Thwarting Giant Asteroids Headed To Earth: Lawrence Livermore Lab

LIVERMORE, CA — If a massive asteroid gets on a collision course with Earth, researchers at Lawrence Livermore National Laboratory now have a better understanding of how we might deflect it.

Actually, there is a remote chance that a giant — scientists have named it "101955 Bennu" — could cross paths with Earth more than a century from now. Researchers aren’t really all that concerned with a Bennu collision, but the large asteroid — which measures 500 meters wide — does offer an ideal study subject of how effective different deflection technologies might be, according to LLNL.

Bennu has been used as a guinea pig twice. One case study found that a "kinetic impactor" — similar to using a spacecraft as a battering ram — would not deflect a Bennu-sized asteroid.

But an interagency team of researchers led by LLNL has completed the first ever in-depth investigation into how an asteroid would respond to a nuclear deflection attempt. Results: "A standoff nuclear impulse would be effective in deflecting Bennu and protecting life on Earth," according to LLNL.

The research was published online in Acta Astronautica and will appear in print in early 2020.
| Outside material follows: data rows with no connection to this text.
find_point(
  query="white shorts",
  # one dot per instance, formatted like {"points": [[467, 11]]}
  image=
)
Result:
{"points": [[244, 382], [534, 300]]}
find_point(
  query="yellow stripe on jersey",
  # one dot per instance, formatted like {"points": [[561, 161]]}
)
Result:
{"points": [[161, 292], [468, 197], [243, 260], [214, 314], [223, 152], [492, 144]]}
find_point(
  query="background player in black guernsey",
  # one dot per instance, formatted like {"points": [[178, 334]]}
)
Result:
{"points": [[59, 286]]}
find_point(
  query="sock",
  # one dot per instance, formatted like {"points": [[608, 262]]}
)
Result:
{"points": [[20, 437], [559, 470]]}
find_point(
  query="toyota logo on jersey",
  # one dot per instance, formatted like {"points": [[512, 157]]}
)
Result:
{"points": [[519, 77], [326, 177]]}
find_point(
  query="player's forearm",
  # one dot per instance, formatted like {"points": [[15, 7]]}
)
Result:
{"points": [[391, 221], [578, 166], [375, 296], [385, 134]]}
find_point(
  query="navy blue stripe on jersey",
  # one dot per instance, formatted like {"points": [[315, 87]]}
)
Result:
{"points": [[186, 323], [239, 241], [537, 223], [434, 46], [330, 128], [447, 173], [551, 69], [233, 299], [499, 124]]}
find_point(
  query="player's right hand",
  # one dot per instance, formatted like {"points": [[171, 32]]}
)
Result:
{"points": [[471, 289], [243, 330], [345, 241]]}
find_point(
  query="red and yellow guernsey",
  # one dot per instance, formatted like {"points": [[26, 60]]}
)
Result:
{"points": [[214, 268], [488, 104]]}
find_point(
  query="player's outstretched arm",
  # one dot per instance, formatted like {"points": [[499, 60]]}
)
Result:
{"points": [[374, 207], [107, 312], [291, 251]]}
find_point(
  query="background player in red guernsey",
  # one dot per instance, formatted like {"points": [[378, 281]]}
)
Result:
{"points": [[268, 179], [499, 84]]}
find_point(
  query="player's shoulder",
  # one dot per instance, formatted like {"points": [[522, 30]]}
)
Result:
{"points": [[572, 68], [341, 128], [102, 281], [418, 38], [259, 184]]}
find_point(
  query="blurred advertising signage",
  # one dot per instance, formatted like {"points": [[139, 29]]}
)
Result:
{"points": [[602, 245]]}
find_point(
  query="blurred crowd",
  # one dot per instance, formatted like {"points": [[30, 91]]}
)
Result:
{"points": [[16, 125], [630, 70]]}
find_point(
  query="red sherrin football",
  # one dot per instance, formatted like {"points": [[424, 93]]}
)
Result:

“The whole purpose of studies like this is to help us shorten the response timeline if we were to see something coming at us,” said physicist Megan Bruck Syal, who is the LLNL planetary defense team lead and an author on the paper. “We don’t want to have to scramble to figure out whether to use an impactor or a nuclear device on a particular asteroid. These studies help us define those thresholds.”

Unlike popular portrayals of a nuclear deflection mission — like the movie “Armageddon” — the nuclear deflection approach would consist of detonating a nuclear explosive some distance from the asteroid, according to LLNL. This would flood one side of the asteroid with X-rays, vaporizing a layer of the surface, which would create rocket-like propulsion as vaporized material is ejected from the asteroid, researchers said.

“The nuclear option would be the key to deflecting large asteroids,” said Dave Dearborn, LLNL physicist and lead author on the paper. “It also offers flexibility that impactors don’t. For instance, the amount of energy deposited into an asteroid with a nuclear device can be tuned by adjusting how far it is from the asteroid when detonated.”

Researchers estimate that it would take a minimum of 7.4 years before a nuclear impulse could be delivered to Bennu. This includes the time it would take to build the spacecraft, plan the mission and travel to the object. Assuming the impulse was successfully delivered, it would take many years for the small change in speed to accumulate into a sufficient change in a giant asteroid's trajectory, according to LLNL.

It would take many decades of lead time to change Bennu's trajectory, according to the researchers. Even more uncertainty exists for other space objects that do not regularly pass close enough to Earth for radar observation.

There are more than 20,000 "near-Earth objects" (NEOs) found by NASA so far, and scientists estimate that this is just a fraction of the total NEO population, according to LLNL.

A U.S. Congress-defined goal to discover and track the orbits for 90 percent of NEOs greater than 140 meters in diameter is likely years from completion.

“Time would be our No. 1 enemy,” Bruck Syal said. “That’s why it’s critical that we advance our ability to detect threats through future space-based telescopes like NEOCam, which would be dedicated to hunting down NEOs. We also want to shorten the timeline for making a mitigation decision and launching a deflection mission. The chances of a Bennu-class collision appear slim now, but they aren’t zero and the consequences could be devastating if we aren’t able to act in time. In the end, our ability to protect people and critical infrastructure on Earth could come down to how ready we are to respond quickly.”